Эрнестина (Сад) - страница 10

Страсть к заговорам, проявившуюся в повестях, некоторые исследователи творчества писателя объясняют комплексом узника, присущим де Саду. Действительно, проведя взаперти не одно десятилетие, он постоянно ощущал себя жертвой интриг, о чем свидетельствуют его письма, отправленные из Венсенского замка и из Бастилии. В глазах заключенного любая мелочь, любая деталь становится значимой, подозрительной, ибо он не может проверить, что имеет под собой основу, а что нет. Поэтому линейное развитие действия новелл обычно завершается логической развязкой, как в классической трагедии или детективном романе. Но если в хорошем детективе читатель зачастую попадает в ловушку вместе с его героями и с ними же идет к познанию истины, у де Сада читатель раньше догадывается или узнает о причинах происходящего и, в отличие от героя, для которого раскрытие истины всегда неожиданно, предполагает развязку.

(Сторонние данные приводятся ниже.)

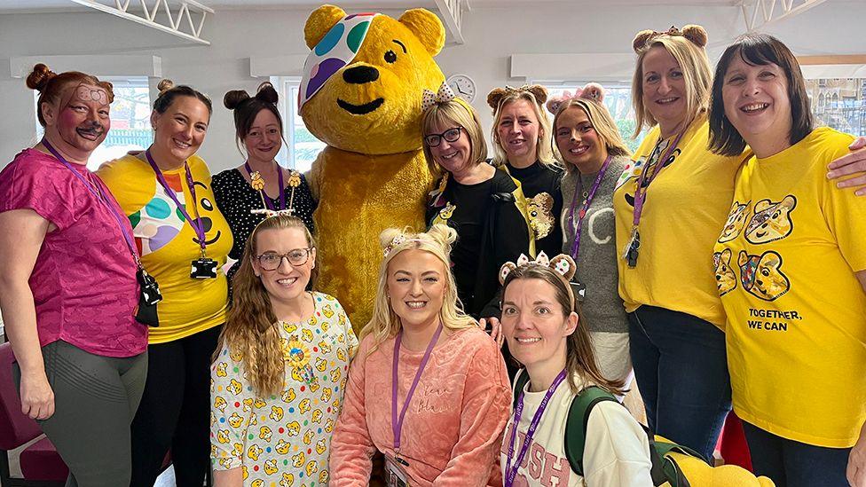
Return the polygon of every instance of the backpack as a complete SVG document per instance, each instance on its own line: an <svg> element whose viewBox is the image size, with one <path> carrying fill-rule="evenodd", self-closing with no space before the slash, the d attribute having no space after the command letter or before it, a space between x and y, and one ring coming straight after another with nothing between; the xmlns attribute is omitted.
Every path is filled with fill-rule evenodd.
<svg viewBox="0 0 866 487"><path fill-rule="evenodd" d="M517 399L527 382L529 382L529 374L526 373L525 370L518 372L514 388L513 407L517 407ZM590 386L579 392L571 400L571 405L569 406L563 442L565 457L569 460L569 465L571 466L571 470L580 476L583 476L583 452L587 443L587 425L589 423L589 413L592 412L595 405L603 401L614 401L620 404L610 392L598 386ZM680 466L667 454L671 452L681 453L700 459L705 463L707 463L706 460L694 450L670 442L662 436L653 436L647 427L641 426L643 427L650 443L650 461L651 464L650 476L652 478L652 484L654 486L690 487Z"/></svg>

Рассказы де Сада дидактичны, что, впрочем, характерно для многих сочинений эпохи. Вне зависимости от содержания, в них одним и тем же весьма выспренним слогом прославляется добродетель и отталкивающими красками расписывается порок, а на этом своеобразном монотонном фоне кипят бурные страсти, описанные эмоционально и выразительно. И в этой стройности, четкости построения сюжета, в сдержанности изображения страстей проявляется мастерство автора, крупного писателя XVIII века. Существует мнение, что де Сад неискренен в своих рассказах, что его прославление добродетели есть не более чем маска, за которой на время спряталось разнузданное воображение автора, посмеивающегося над теми, кто поверил в его возмущение пороком. Но как бы то ни было, знакомство с новеллистикой писателя, ранее неизвестной нашему читателю, представляется увлекательным и небезынтересным.


Е. Морозова

Маркиз де Сад Донасьен-Альфонс-Франсуа

Эрнестина

Шведская повесть

После Италии, Англии и России мало стран кажутся мне столь же заслуживающими внимания, как Швеция. Но если мое воображение воспламенялось при мысли о возможности увидеть знаменитые края, давшие миру Алариха, Аттилу и Теодориха — этих героев, ставших во главе многочисленных войск, сумевших ввергнуть в трепет императорских орлов, чьи крылья простирались почти надо всем миром, и заставивших римлян отступить до стен собственной столицы, то душа моя горела желанием увидеть родину Густава Вазы[1], королевы Кристины[2] и Карла XII[3]… Каждый из них был известен по-своему: первый прославился своей философией, качеством редкостным и поистине бесценным для суверена, своим достойным уважения благоразумием, заставляющим склонять головы те религии, что начинают препятствовать не только власти правительства, коей они должны подчиняться, но и счастью народов, единственному объекту деятельности законодателей; вторая прославилась величием души, предпочтя одиночество и литературные занятия блеску трона; третий — своим геройством и доблестями, заслужившими ему бессмертное прозвище Александра Македонского. Если все эти предметы вызывали восхищение мое, то с еще большим жаром желал я выразить восторг свой народу мудрому, добродетельному, сдержанному и великодушному, ибо он поистине может служить образцом среди прочих народов Севера!